ASAIO Trans. 1991 Oct-Dec;37(4):644-8.
The dextran sulfate (DS) cellulose column usually used for low-density lipoprotein (LDL) apheresis, is an activator of the contact phase of intrinsic coagulation pathway. Hageman factor (factor XII), high-molecular-weight kininogen (HMWK) and prekallikrein (PK) form a complex on the surface of this activator, and bradykinin is released from HMWK by the action of kallikrein converted from PK. Heparin, a frequently used anticoagulant, has no effect on this process, whereas a protease inhibitor, nafamostat mesilate (FUT-175) is thought to inhibit the process. Five patients with severe hypercholesterolemia were treated with LDL apheresis using heparin or FUT-175, each on a different day. During treatment with heparin, factor XII, HMWK, and PK were markedly decreased by passing through the DS column. A distinct generation of bradykinin was observed by passing through the DS column, which led to an increase of blood bradykinin levels from 12.5 +/- 5.3(Mean +/- SEM) pg/ml to 127.3 +/- 67.1 pg/ml after 1000 ml plasma treatment. FUT-175 almost completely suppressed this bradykinin generation. Because bradykinin generated during LDL apheresis seems to have some vasodilative effect, FUT-175 might be preferred in cases with unstable hemodynamics, although this presumption remains to be demonstrated.

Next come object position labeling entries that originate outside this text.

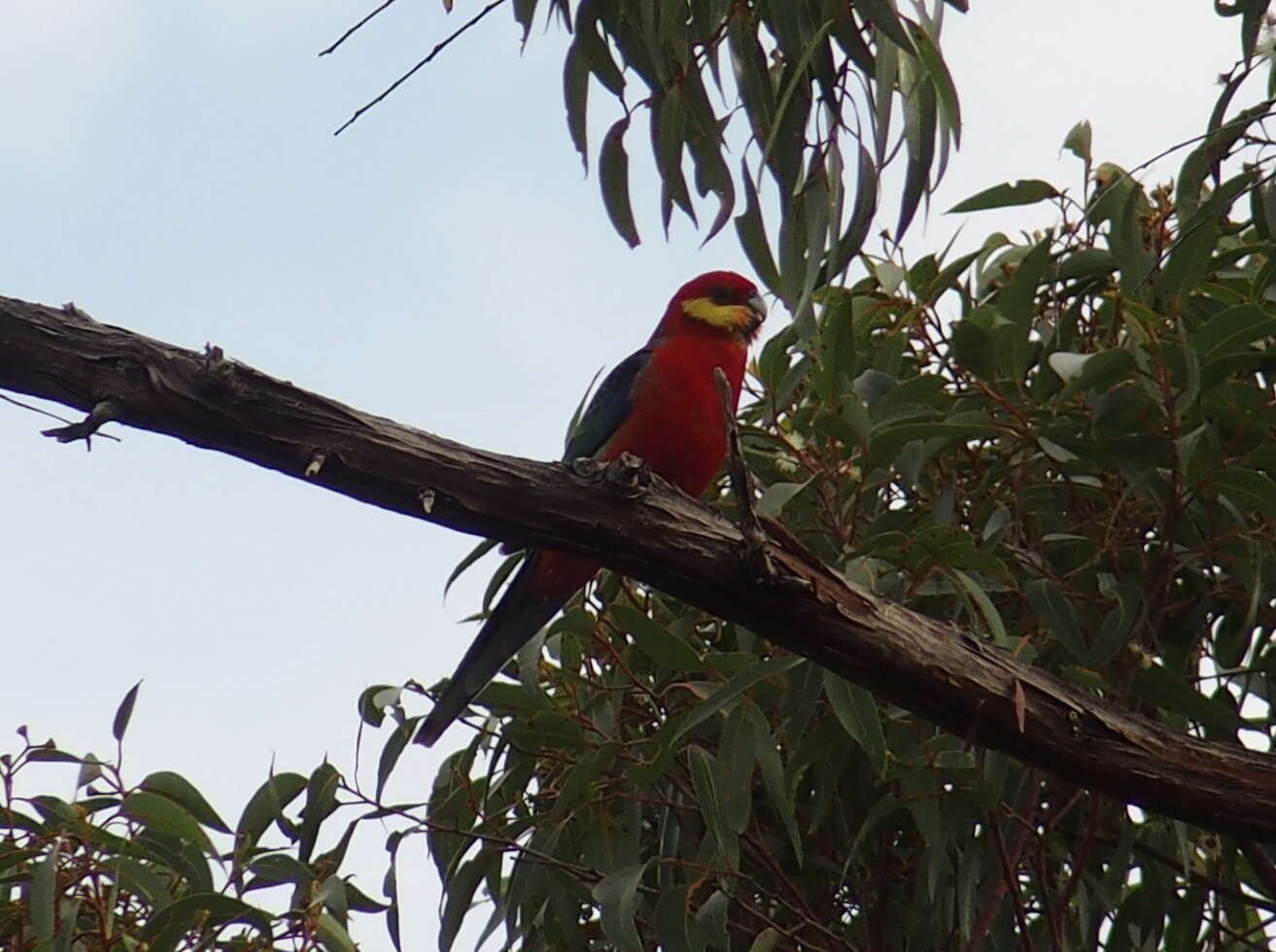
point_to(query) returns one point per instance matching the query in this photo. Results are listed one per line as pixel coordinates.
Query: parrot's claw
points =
(629, 475)
(587, 467)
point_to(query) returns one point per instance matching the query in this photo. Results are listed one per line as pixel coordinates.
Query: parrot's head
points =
(720, 301)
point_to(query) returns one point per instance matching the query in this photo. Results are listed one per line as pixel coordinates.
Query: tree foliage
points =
(1060, 440)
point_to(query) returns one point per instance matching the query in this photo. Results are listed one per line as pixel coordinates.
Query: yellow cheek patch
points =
(725, 316)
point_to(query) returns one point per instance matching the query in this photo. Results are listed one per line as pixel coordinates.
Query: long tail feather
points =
(521, 613)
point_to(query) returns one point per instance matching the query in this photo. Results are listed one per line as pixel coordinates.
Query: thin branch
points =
(53, 416)
(354, 29)
(439, 48)
(657, 536)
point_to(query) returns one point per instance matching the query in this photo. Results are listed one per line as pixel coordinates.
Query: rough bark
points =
(647, 529)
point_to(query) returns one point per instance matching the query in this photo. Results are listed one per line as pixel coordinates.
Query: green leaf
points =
(766, 940)
(710, 808)
(938, 72)
(1231, 330)
(881, 16)
(919, 134)
(725, 695)
(321, 804)
(1086, 263)
(753, 235)
(165, 816)
(180, 790)
(1117, 625)
(1248, 489)
(655, 641)
(44, 883)
(856, 711)
(777, 495)
(1091, 371)
(124, 712)
(471, 558)
(1079, 142)
(1024, 191)
(263, 808)
(1158, 686)
(672, 920)
(333, 935)
(575, 94)
(733, 769)
(459, 894)
(614, 179)
(209, 908)
(616, 896)
(1056, 613)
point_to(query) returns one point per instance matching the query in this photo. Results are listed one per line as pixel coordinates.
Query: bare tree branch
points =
(653, 533)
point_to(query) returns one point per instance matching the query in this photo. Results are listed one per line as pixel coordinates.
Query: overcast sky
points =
(171, 169)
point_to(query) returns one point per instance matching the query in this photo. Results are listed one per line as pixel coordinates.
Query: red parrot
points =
(660, 403)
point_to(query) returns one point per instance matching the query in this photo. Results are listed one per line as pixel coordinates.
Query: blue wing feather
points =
(608, 407)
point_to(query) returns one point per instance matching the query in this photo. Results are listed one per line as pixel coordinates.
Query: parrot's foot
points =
(628, 475)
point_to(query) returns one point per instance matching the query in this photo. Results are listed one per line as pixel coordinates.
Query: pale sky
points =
(171, 169)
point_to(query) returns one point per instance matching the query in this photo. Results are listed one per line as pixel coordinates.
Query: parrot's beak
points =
(757, 313)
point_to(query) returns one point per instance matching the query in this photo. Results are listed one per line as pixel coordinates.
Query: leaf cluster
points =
(1060, 440)
(154, 867)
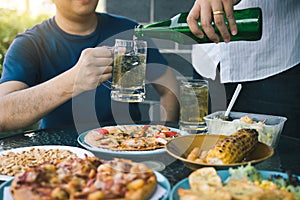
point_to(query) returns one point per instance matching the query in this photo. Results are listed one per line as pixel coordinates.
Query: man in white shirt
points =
(268, 69)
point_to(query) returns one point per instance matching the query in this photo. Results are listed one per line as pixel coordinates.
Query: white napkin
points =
(205, 58)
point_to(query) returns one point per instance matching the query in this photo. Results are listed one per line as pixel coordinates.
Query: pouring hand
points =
(212, 10)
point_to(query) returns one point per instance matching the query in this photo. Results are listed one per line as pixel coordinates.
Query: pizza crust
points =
(131, 179)
(130, 137)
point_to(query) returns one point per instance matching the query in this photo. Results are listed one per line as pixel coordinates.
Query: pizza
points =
(85, 179)
(130, 137)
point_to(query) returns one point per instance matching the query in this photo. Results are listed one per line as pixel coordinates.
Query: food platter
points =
(224, 174)
(80, 152)
(163, 188)
(181, 146)
(138, 155)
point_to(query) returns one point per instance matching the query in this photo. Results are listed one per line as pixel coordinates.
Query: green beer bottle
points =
(248, 21)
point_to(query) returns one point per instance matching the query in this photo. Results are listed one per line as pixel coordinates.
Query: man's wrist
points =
(234, 2)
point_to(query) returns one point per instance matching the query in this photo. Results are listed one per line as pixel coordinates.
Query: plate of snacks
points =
(14, 161)
(269, 127)
(219, 151)
(128, 141)
(244, 182)
(87, 178)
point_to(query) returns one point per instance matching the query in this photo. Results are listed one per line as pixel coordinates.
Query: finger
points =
(228, 7)
(100, 62)
(219, 21)
(103, 78)
(192, 20)
(103, 52)
(206, 19)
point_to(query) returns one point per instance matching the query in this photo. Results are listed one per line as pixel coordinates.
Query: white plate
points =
(109, 154)
(162, 181)
(224, 174)
(79, 151)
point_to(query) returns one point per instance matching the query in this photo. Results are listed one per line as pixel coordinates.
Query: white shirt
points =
(277, 51)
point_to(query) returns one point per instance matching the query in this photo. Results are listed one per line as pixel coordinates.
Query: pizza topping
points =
(131, 137)
(88, 178)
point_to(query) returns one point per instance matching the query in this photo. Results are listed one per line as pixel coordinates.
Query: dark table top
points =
(286, 156)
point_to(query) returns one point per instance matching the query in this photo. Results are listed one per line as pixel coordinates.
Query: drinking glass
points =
(128, 81)
(193, 105)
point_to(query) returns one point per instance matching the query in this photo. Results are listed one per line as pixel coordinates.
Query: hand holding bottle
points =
(212, 10)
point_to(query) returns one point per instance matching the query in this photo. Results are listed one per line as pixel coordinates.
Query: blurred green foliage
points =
(12, 23)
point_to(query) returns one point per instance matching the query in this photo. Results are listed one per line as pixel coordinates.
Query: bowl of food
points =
(269, 127)
(219, 151)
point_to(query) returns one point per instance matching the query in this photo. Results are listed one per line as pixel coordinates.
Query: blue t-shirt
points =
(44, 51)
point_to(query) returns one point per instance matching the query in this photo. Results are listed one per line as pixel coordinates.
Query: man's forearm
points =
(25, 107)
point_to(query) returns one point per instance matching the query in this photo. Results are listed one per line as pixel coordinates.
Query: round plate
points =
(80, 152)
(134, 155)
(180, 147)
(162, 181)
(224, 174)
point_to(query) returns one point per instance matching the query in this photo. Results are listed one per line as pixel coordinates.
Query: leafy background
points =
(12, 23)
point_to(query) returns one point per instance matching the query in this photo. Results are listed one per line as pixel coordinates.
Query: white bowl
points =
(269, 132)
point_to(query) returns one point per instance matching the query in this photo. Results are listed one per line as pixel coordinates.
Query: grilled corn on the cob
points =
(233, 148)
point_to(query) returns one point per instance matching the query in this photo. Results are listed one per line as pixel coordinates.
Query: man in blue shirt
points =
(54, 71)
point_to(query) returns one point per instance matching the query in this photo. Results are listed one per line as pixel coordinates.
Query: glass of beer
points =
(128, 81)
(193, 105)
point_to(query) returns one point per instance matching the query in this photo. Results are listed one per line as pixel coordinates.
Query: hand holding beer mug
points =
(193, 105)
(128, 82)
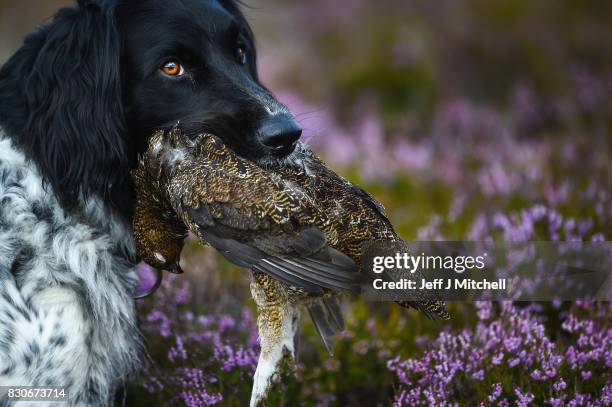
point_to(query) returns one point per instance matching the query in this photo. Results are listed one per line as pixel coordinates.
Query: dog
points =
(78, 102)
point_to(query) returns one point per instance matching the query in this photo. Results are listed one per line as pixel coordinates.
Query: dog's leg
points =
(43, 342)
(277, 322)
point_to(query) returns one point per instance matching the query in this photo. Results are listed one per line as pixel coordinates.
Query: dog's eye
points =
(240, 54)
(173, 68)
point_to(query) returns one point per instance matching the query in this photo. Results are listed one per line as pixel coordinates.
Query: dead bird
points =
(299, 228)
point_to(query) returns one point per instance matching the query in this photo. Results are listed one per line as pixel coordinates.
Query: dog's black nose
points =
(280, 134)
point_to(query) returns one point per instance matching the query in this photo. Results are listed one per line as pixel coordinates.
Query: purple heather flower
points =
(496, 391)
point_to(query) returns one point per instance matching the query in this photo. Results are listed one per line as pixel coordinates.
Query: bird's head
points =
(158, 232)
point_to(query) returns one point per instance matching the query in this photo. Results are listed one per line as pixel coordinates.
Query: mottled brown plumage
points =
(299, 227)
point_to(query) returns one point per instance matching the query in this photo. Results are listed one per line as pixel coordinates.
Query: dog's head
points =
(86, 91)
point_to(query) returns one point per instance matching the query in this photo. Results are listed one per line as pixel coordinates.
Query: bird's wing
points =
(256, 219)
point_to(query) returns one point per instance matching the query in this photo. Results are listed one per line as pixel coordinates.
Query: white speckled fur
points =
(67, 316)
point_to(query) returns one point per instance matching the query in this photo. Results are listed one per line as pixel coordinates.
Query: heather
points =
(486, 122)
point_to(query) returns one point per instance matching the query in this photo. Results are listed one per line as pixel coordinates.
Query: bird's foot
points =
(270, 371)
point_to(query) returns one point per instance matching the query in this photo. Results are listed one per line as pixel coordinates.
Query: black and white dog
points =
(77, 103)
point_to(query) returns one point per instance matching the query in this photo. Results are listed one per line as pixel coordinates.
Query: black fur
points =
(85, 91)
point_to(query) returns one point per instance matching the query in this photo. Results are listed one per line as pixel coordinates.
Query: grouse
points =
(299, 228)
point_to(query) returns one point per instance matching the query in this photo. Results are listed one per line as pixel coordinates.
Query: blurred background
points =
(468, 119)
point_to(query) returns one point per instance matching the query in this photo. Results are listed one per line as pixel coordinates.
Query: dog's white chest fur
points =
(67, 317)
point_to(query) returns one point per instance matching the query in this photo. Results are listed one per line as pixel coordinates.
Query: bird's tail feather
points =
(327, 319)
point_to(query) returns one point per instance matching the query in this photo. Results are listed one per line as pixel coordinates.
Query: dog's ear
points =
(75, 127)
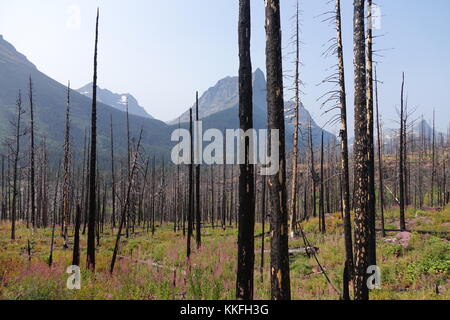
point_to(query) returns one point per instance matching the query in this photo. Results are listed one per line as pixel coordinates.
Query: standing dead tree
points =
(32, 155)
(380, 158)
(370, 136)
(15, 150)
(294, 183)
(279, 254)
(191, 191)
(360, 152)
(126, 203)
(246, 209)
(198, 216)
(401, 169)
(66, 184)
(92, 165)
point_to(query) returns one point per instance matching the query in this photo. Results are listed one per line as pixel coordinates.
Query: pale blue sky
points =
(163, 51)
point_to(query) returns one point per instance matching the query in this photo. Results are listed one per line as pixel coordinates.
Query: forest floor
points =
(413, 266)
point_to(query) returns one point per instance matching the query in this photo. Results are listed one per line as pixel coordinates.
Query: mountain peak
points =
(115, 100)
(9, 54)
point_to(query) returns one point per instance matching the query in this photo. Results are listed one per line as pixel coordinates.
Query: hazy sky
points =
(163, 51)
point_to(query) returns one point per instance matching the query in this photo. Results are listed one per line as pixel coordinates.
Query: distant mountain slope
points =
(219, 108)
(115, 100)
(50, 100)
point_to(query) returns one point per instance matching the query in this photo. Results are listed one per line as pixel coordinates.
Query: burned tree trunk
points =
(279, 254)
(198, 217)
(380, 159)
(16, 152)
(126, 203)
(92, 166)
(32, 164)
(401, 169)
(191, 191)
(246, 213)
(370, 136)
(293, 208)
(66, 185)
(76, 241)
(113, 180)
(360, 151)
(344, 157)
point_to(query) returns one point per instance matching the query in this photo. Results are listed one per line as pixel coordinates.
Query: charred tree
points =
(344, 156)
(293, 208)
(370, 135)
(246, 208)
(279, 254)
(66, 185)
(92, 165)
(360, 150)
(401, 167)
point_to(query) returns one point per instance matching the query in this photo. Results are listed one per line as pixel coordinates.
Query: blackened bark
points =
(191, 191)
(370, 134)
(401, 168)
(76, 241)
(280, 278)
(246, 213)
(65, 218)
(32, 164)
(198, 216)
(380, 159)
(360, 157)
(293, 208)
(344, 157)
(113, 180)
(92, 165)
(16, 152)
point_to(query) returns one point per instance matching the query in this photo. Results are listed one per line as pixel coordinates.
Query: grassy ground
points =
(156, 267)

通常用于低密度脂蛋白(LDL)去除术的硫酸葡聚糖(DS)纤维素柱,是内源性凝血途径接触相的激活剂。Hageman因子(因子Ⅻ)、高分子量激肽原(HMWK)和前激肽释放酶(PK)在该激活剂表面形成复合物,并且缓激肽通过由PK转化而来的激肽释放酶的作用从HMWK中释放出来。肝素是一种常用的抗凝剂,对这一过程没有影响,而蛋白酶抑制剂甲磺酸萘莫司他(FUT-175)被认为可抑制该过程。5例严重高胆固醇血症患者分别在不同日期接受使用肝素或FUT-175的LDL去除术治疗。在用肝素治疗期间,因子Ⅻ、HMWK和PK通过DS柱后显著降低。通过DS柱观察到明显的缓激肽生成,在1000 ml血浆治疗后,这导致血液缓激肽水平从12.5±5.3(均值±标准误)pg/ml升高至127.3±67.1 pg/ml。FUT-175几乎完全抑制了这种缓激肽生成。由于在LDL去除术期间生成的缓激肽似乎具有一些血管舒张作用,尽管这一推测仍有待证实,但在血流动力学不稳定的情况下,FUT-175可能更受青睐。